The book does seem a bit wordy, but I found it easy to read quickly and understand.

Her goal is to show that there exists a `great fact,' that in the last 200 plus years vast numbers people are 16 to 100 richer than their peasant ancestors, and that typical economic explanations for the `great fact' are insufficient to explain the recent appearance in history of compound growth. She tackles each of the primary explanations in turn and shows that they cannot explain continual improvement. They involve re-distribution or re-shuffling, not a hundred fold wealth creation. The fact common argument that the west grew rich through exploiting and looting the peasants, workers, and third world, is disposed of by explaining at length that the real and imagined victims never had enough wealth in the first place to enrich the ever larger, ever spreading, ever wealthier middle class.

The big change was: Dignity of going in to trade and invention combined with liberty to innovate and trade freely.

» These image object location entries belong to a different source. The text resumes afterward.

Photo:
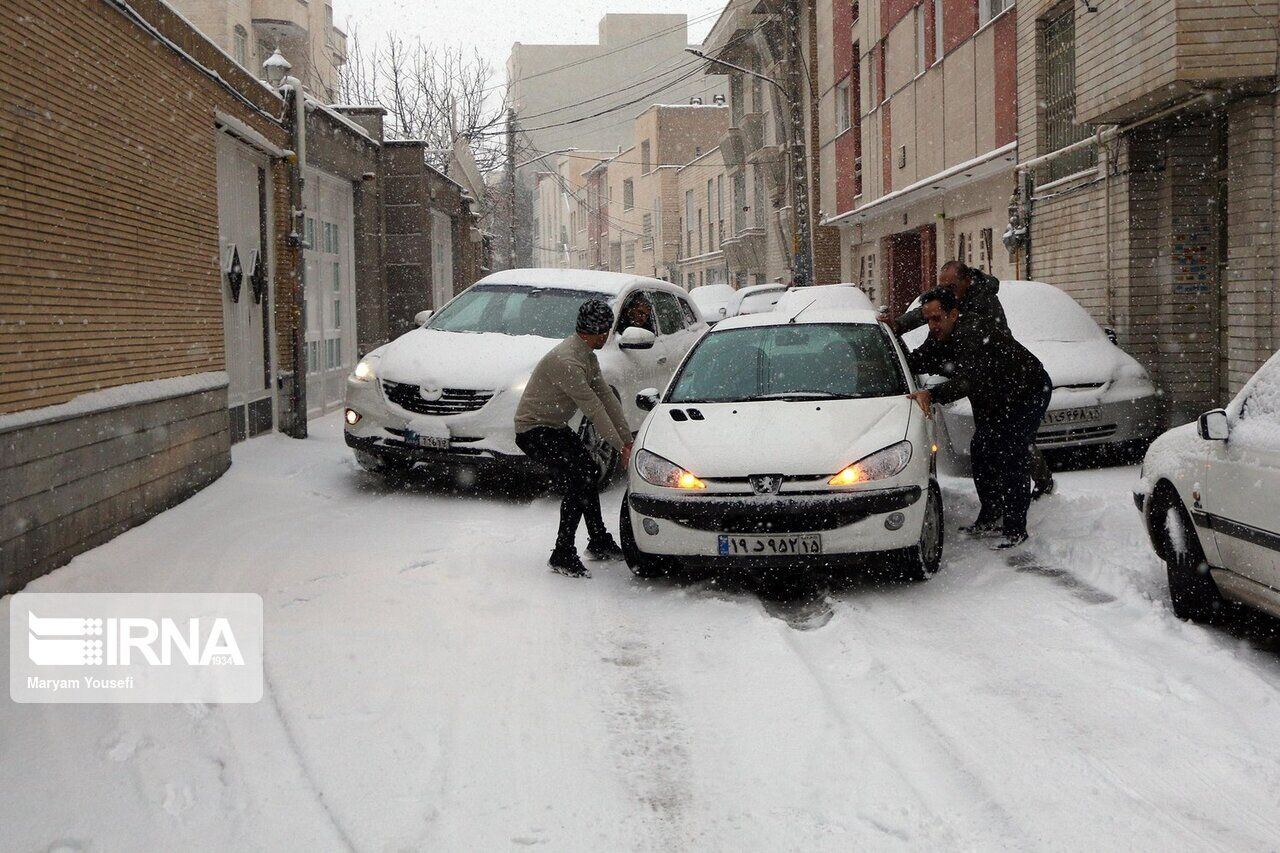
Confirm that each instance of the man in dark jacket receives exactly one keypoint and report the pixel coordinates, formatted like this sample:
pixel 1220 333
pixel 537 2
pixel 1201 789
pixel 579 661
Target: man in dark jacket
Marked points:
pixel 977 293
pixel 565 382
pixel 1009 391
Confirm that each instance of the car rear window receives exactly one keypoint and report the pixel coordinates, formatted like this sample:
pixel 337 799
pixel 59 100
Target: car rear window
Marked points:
pixel 816 360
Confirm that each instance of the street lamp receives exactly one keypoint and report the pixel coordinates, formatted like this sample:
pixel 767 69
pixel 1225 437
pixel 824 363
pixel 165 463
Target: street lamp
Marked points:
pixel 801 233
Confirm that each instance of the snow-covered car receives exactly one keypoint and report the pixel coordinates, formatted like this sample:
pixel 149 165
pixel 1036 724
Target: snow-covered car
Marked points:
pixel 1210 496
pixel 784 443
pixel 447 392
pixel 712 301
pixel 823 296
pixel 754 299
pixel 1102 397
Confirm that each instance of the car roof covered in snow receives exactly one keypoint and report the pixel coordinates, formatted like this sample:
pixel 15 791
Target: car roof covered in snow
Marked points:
pixel 576 279
pixel 817 314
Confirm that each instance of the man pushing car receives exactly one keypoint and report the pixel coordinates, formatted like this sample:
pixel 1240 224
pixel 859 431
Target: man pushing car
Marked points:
pixel 566 381
pixel 1009 389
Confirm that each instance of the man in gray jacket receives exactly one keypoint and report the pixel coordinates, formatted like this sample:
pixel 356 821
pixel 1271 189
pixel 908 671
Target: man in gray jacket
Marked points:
pixel 568 379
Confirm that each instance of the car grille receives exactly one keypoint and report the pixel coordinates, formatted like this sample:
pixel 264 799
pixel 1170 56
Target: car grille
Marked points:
pixel 1077 434
pixel 453 401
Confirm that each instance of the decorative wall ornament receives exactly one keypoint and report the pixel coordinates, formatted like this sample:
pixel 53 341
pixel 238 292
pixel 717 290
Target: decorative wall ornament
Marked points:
pixel 234 272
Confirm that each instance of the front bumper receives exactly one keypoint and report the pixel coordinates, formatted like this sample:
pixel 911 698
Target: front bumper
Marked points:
pixel 487 434
pixel 850 523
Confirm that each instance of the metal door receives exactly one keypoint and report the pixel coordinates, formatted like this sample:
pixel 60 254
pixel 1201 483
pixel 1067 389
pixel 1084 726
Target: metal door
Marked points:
pixel 243 188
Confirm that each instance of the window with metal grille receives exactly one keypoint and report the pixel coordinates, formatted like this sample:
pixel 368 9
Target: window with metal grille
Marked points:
pixel 1060 127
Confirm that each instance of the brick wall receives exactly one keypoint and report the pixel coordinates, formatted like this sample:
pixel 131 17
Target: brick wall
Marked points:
pixel 109 269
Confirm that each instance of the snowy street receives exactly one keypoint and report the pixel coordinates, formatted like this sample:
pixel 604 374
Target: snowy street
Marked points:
pixel 430 685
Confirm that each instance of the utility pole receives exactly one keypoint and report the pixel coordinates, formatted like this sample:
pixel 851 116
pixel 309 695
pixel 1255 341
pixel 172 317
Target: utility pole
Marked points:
pixel 511 186
pixel 801 229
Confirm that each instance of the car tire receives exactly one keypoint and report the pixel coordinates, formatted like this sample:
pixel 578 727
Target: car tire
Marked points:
pixel 383 464
pixel 604 455
pixel 643 565
pixel 922 561
pixel 1192 591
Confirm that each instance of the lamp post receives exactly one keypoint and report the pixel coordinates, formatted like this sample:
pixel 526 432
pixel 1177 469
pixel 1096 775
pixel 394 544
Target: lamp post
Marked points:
pixel 295 386
pixel 801 233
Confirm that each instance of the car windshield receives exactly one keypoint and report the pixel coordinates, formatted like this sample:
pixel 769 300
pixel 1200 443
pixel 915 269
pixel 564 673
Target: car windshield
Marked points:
pixel 513 309
pixel 803 361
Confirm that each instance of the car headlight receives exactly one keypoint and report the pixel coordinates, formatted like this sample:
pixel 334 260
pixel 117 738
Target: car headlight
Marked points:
pixel 364 370
pixel 880 465
pixel 661 471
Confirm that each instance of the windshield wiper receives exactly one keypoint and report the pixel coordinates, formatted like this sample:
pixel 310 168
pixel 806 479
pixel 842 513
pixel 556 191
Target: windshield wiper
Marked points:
pixel 801 395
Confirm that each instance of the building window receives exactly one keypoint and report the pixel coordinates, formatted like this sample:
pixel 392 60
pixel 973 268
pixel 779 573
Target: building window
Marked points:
pixel 240 45
pixel 842 113
pixel 919 40
pixel 988 9
pixel 872 91
pixel 689 222
pixel 1060 127
pixel 937 31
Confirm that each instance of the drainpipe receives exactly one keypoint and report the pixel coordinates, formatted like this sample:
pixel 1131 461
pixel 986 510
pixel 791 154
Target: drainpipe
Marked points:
pixel 293 381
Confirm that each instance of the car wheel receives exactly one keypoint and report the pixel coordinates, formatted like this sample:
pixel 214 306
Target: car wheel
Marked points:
pixel 922 561
pixel 643 565
pixel 1192 591
pixel 604 455
pixel 383 464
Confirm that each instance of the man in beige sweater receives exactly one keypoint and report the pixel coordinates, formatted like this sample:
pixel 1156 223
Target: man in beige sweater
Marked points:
pixel 568 379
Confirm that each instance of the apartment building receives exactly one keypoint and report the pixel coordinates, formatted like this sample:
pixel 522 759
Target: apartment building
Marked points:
pixel 579 96
pixel 917 137
pixel 562 210
pixel 645 219
pixel 1147 137
pixel 702 188
pixel 250 31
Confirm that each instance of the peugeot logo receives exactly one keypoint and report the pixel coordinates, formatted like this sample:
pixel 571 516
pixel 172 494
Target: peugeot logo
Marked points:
pixel 766 483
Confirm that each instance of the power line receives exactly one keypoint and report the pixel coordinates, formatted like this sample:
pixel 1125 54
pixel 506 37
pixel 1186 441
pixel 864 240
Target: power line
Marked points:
pixel 621 48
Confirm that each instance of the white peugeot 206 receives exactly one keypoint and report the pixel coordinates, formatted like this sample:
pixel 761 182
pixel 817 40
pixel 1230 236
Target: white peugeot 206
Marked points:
pixel 786 441
pixel 444 395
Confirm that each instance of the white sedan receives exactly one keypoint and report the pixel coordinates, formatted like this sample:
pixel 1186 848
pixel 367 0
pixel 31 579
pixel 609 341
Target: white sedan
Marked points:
pixel 1102 397
pixel 446 393
pixel 1210 495
pixel 781 443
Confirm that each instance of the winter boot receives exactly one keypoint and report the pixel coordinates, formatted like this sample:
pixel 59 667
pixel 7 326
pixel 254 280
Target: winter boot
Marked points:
pixel 603 550
pixel 1040 491
pixel 568 565
pixel 1011 541
pixel 982 528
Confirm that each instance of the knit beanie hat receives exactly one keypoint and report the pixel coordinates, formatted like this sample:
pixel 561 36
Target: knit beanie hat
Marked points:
pixel 594 316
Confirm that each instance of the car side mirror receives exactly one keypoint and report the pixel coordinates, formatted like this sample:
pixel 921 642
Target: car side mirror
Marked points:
pixel 1214 425
pixel 636 338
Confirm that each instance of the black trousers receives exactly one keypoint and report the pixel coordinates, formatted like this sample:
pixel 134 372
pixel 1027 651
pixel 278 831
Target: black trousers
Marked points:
pixel 1001 451
pixel 566 457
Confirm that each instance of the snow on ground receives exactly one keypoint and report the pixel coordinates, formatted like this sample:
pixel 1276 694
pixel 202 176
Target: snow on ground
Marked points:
pixel 430 685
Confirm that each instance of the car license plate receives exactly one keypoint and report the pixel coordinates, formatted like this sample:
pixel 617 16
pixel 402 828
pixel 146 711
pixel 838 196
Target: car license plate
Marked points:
pixel 796 544
pixel 428 442
pixel 1077 415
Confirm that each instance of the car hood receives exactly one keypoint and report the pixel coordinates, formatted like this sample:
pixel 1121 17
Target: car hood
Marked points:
pixel 480 360
pixel 1077 363
pixel 777 437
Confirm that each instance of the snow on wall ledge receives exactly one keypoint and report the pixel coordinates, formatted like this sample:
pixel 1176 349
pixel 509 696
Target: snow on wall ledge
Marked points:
pixel 115 397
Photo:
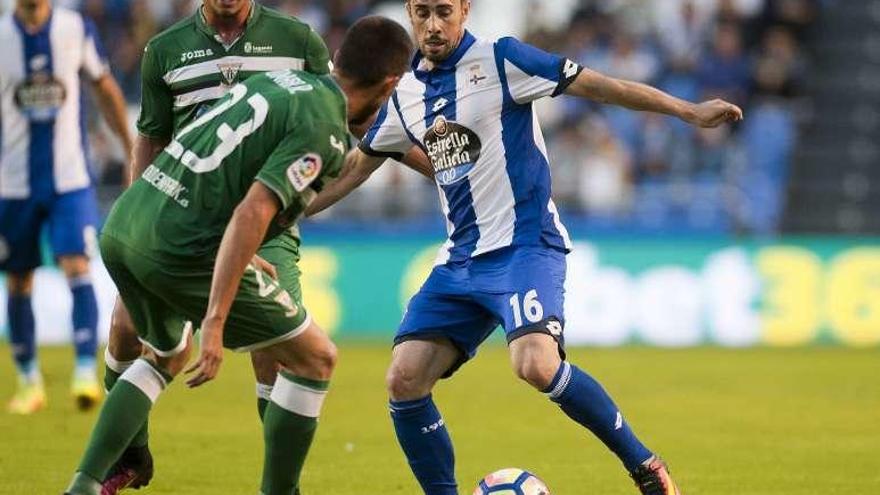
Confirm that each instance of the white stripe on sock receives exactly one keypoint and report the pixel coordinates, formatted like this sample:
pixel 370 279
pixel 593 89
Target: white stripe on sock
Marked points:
pixel 146 378
pixel 564 380
pixel 264 391
pixel 114 364
pixel 297 398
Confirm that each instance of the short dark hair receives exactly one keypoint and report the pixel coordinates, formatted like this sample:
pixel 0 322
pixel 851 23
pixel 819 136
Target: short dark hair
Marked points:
pixel 374 48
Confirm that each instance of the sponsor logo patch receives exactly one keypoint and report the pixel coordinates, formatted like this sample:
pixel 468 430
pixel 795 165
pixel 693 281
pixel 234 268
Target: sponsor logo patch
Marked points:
pixel 229 72
pixel 302 172
pixel 453 149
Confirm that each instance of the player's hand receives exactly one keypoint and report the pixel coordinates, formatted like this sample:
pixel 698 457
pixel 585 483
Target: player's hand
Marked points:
pixel 210 354
pixel 714 113
pixel 265 267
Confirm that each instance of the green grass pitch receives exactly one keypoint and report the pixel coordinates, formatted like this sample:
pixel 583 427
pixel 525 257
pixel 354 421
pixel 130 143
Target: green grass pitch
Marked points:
pixel 757 422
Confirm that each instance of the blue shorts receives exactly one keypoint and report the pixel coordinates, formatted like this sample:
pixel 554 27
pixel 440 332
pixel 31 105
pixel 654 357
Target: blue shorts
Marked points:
pixel 520 288
pixel 70 220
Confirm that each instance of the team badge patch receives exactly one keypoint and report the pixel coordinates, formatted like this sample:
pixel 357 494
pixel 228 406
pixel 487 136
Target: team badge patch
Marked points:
pixel 302 172
pixel 229 72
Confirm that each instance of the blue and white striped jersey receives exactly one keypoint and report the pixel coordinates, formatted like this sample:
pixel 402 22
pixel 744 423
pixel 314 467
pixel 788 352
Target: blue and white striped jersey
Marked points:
pixel 43 149
pixel 473 116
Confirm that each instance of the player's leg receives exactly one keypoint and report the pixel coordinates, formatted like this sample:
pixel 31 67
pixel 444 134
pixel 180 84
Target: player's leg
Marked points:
pixel 134 469
pixel 84 385
pixel 437 335
pixel 416 366
pixel 265 370
pixel 20 223
pixel 291 415
pixel 130 400
pixel 123 414
pixel 533 320
pixel 281 252
pixel 30 395
pixel 72 219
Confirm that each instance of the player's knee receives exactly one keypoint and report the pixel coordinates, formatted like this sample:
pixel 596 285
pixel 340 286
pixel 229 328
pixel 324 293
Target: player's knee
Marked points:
pixel 404 384
pixel 323 360
pixel 536 371
pixel 123 344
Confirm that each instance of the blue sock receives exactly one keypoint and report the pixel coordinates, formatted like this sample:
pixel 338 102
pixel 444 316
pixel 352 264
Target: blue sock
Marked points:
pixel 22 335
pixel 585 401
pixel 425 441
pixel 85 321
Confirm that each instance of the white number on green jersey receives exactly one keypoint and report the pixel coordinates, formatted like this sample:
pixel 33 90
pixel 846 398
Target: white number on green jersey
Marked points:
pixel 229 138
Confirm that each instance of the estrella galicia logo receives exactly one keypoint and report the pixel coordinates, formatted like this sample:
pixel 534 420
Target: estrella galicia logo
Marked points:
pixel 41 95
pixel 453 149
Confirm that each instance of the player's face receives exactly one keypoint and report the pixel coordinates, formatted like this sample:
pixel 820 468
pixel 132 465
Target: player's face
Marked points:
pixel 438 25
pixel 226 8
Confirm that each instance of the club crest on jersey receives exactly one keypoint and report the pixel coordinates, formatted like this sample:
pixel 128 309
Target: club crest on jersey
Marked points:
pixel 229 72
pixel 475 74
pixel 41 95
pixel 453 149
pixel 304 171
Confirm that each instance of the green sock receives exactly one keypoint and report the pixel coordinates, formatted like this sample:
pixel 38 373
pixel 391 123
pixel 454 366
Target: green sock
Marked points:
pixel 289 426
pixel 110 377
pixel 263 393
pixel 84 484
pixel 123 414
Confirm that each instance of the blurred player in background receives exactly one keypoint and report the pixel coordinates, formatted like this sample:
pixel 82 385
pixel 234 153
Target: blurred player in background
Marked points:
pixel 185 69
pixel 242 172
pixel 468 104
pixel 45 180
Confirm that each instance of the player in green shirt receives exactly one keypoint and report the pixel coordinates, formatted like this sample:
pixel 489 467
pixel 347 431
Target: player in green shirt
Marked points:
pixel 180 245
pixel 185 69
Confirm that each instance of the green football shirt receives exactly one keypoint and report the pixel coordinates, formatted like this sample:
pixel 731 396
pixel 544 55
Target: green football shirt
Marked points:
pixel 285 129
pixel 187 67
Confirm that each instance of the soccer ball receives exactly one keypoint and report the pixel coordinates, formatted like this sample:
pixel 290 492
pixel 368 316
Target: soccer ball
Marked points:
pixel 512 481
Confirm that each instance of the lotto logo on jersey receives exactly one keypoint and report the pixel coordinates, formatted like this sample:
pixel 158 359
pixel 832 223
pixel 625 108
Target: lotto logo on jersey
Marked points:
pixel 303 171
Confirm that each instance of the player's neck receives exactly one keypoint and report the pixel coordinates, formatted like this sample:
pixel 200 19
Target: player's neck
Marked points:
pixel 34 19
pixel 229 28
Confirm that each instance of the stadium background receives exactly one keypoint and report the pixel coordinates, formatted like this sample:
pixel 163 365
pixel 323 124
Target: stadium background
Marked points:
pixel 752 234
pixel 758 236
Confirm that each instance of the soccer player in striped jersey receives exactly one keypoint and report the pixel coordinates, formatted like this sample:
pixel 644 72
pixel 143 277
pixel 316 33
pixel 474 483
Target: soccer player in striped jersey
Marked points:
pixel 45 179
pixel 186 69
pixel 468 104
pixel 239 174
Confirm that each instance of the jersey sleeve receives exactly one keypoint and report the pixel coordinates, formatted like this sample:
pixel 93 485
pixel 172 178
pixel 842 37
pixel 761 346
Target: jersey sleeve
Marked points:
pixel 317 54
pixel 94 61
pixel 533 73
pixel 388 137
pixel 156 119
pixel 300 166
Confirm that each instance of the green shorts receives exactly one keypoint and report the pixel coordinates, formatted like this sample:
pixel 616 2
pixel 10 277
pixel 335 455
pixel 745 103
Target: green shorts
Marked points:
pixel 166 299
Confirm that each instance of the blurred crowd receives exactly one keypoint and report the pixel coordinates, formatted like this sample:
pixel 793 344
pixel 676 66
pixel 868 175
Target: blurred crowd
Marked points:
pixel 612 168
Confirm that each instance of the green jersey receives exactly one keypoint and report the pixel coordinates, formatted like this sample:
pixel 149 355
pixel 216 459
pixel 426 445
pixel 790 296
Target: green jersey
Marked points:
pixel 188 67
pixel 285 129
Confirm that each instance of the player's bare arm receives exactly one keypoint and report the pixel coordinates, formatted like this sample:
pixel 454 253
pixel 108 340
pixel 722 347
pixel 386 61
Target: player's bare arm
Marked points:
pixel 112 105
pixel 358 167
pixel 243 236
pixel 636 96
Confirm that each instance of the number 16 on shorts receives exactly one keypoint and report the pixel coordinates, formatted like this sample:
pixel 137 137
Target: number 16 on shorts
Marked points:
pixel 528 309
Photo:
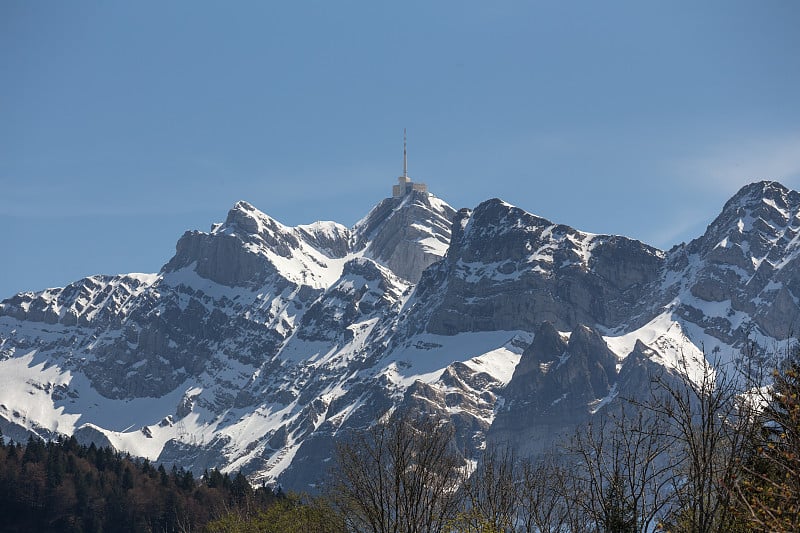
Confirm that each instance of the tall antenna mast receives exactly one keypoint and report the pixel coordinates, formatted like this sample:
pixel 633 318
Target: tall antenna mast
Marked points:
pixel 405 155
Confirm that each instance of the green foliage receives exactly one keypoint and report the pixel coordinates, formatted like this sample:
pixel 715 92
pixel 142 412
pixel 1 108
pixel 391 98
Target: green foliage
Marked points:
pixel 62 486
pixel 292 514
pixel 770 488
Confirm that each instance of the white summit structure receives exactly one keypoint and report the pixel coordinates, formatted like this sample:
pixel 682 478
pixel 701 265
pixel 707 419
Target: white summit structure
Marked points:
pixel 404 183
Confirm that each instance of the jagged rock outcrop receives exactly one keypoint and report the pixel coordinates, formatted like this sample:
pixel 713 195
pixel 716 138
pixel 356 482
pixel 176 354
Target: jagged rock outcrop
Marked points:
pixel 258 345
pixel 508 269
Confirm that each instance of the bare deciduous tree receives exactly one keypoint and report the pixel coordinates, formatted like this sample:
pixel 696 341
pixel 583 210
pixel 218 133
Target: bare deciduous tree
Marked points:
pixel 708 426
pixel 400 476
pixel 624 478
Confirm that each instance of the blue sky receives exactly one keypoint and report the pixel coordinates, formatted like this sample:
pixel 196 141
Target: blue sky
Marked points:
pixel 123 124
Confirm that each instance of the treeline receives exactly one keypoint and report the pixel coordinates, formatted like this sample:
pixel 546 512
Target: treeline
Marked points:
pixel 716 454
pixel 719 453
pixel 64 486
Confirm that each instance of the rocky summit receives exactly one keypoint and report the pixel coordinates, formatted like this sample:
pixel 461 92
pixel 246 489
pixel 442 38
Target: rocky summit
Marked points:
pixel 258 345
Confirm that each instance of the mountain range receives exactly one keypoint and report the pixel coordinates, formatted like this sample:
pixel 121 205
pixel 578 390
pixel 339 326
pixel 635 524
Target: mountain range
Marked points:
pixel 258 345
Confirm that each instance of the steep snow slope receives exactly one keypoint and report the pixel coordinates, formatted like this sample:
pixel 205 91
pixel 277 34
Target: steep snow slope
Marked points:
pixel 258 344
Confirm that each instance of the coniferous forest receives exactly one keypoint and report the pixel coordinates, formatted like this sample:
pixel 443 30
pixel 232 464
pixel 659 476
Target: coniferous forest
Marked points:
pixel 705 456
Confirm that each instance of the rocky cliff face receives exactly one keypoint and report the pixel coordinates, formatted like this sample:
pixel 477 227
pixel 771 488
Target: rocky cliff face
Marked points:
pixel 258 344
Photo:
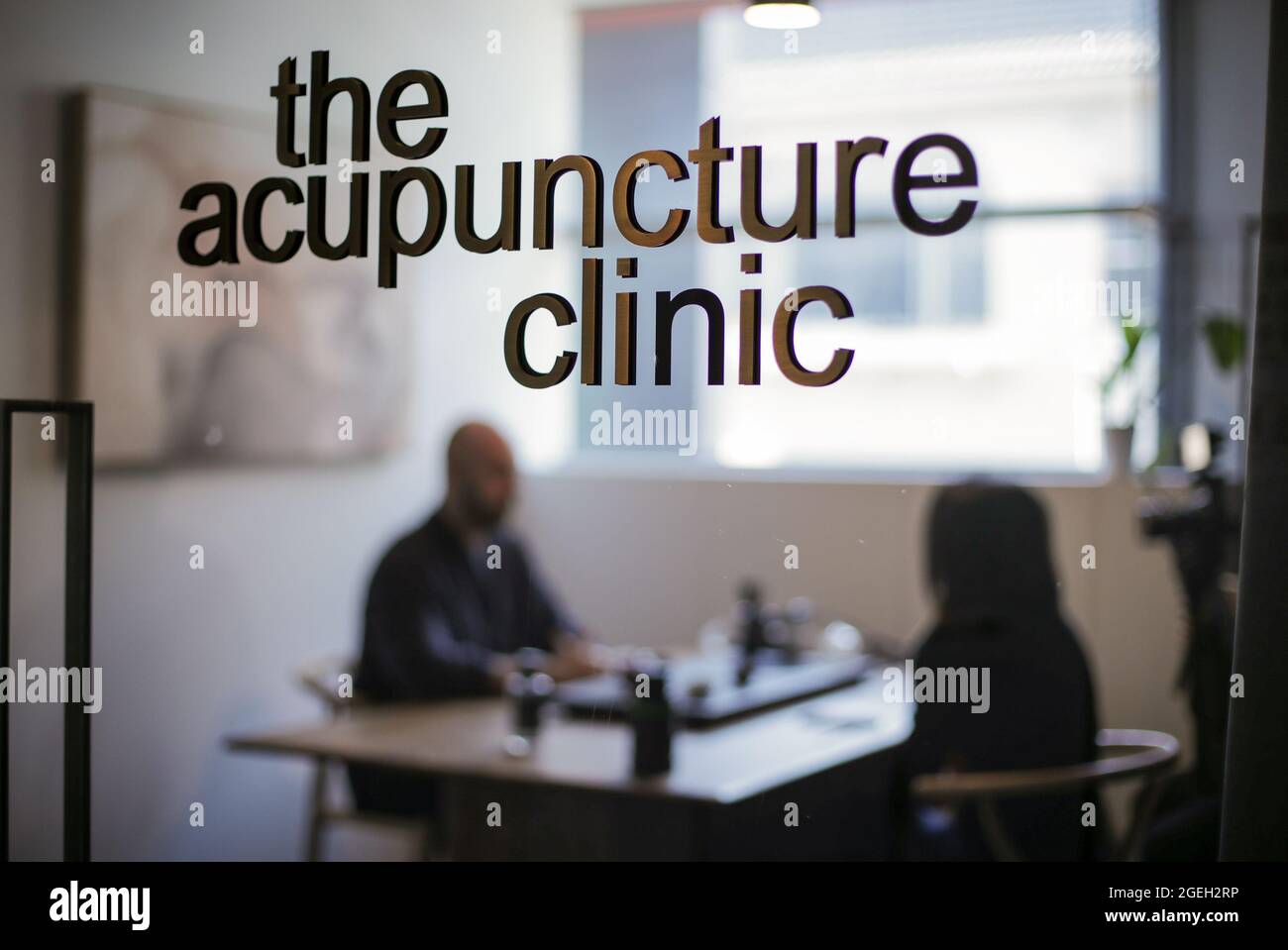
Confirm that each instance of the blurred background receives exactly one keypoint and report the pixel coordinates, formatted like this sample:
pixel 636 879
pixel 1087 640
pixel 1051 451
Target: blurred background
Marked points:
pixel 1106 134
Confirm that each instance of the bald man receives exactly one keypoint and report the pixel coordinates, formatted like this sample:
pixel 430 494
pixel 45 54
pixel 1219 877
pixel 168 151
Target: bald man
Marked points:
pixel 451 602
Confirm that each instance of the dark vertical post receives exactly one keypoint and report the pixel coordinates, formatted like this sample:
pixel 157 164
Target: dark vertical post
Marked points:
pixel 76 622
pixel 80 498
pixel 1254 820
pixel 5 492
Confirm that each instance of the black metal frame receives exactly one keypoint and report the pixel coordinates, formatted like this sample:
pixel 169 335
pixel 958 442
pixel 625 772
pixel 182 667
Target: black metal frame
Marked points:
pixel 76 617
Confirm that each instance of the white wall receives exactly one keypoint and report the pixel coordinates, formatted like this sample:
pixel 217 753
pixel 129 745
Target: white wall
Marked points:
pixel 191 657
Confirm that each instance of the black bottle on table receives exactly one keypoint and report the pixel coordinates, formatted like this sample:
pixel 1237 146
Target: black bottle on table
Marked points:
pixel 652 720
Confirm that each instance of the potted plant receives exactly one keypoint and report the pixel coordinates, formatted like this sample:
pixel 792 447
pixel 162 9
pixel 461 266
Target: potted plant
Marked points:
pixel 1121 395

The paths to respectability lead not just narrowly to Throne and Altar. This explosion of applied innovation created wealth.

The sub-title is "Why Economics Can't Explain the Modern World." If one is expecting a full scientific argument for what can explain it, this book offers the key as `liberty and dignity' for common people and especially bourgeois innovators, but does not unlock all the doors for you. Hopefully fuller documentation will be forthcoming.